Un filósofo medita cerca de una ventana. Detrás de el sube una escalera de caracol de la cual no se ve el final. Esta simboliza la elevación del pensamiento. Dos fuentes de luz vienen a aclarar ligeramente esta escena tan sobría: la de la ventana y la del fuego.
Las brasas del hogar estimuladas por las tenazas, avivan el fuego que ilumina calderos y pucheros. La escalera de caracol es un diábolo que marca la frontera entre luz y oscuridad. Una puerta entablada parece guardar el secreto del camino que conduce a la bodega donde mora el dragón que guarda los tesoros del conocimiento. Una ventana enrejada y luminosa compite con las llamas para espantar las sombras.
En busca de la verdad, lejos del infierno exterior, él, un anciano iluminado por la luz del alba, medita sobre la mentira, o, ¿duerme?, seguramente ha estado rastreando filosóficamente las consecuencias del comportamiento existencial, o tal vez, sobre la vida del ciprés que, triste, crece directo al azul, mientras a sus pies duerme la hierba tras la siega.

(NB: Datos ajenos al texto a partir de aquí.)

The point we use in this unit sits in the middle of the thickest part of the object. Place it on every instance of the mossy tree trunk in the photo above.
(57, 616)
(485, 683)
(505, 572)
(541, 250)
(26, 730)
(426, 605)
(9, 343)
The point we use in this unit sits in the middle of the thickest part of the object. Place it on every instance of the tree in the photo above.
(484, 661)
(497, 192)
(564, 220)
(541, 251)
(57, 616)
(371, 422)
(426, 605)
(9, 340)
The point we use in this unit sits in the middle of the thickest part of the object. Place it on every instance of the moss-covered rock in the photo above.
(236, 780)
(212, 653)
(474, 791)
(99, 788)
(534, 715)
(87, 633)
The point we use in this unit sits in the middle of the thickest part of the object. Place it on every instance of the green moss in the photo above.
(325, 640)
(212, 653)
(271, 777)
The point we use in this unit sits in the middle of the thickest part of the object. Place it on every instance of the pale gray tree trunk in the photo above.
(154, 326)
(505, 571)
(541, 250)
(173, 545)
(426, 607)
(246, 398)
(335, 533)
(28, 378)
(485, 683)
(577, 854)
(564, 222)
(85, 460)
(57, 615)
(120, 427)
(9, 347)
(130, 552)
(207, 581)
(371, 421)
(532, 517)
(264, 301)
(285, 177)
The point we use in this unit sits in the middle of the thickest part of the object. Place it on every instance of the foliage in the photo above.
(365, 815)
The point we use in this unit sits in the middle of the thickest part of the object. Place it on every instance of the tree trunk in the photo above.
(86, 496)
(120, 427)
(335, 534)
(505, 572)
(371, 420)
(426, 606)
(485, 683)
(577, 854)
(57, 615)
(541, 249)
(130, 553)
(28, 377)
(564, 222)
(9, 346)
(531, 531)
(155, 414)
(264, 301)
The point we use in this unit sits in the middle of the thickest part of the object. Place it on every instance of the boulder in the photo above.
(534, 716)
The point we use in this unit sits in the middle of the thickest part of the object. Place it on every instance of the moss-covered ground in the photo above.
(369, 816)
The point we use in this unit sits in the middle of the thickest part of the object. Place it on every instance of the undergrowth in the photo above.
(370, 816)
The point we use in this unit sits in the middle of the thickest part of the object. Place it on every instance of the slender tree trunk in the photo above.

Ella, la criada, ni llora ni ríe. Tiene un pasado entre cacerolas, y su futuro, esclava de fogones, sin odio, sin esperanza en otra vida mejor. Ningún movimiento extraño. Solo claroscuro.
El cuadro tiene una atmósfera de misterio, acentuada por la oscuridad sobre la que aparece la escena, que da la impresión de caverna platónica.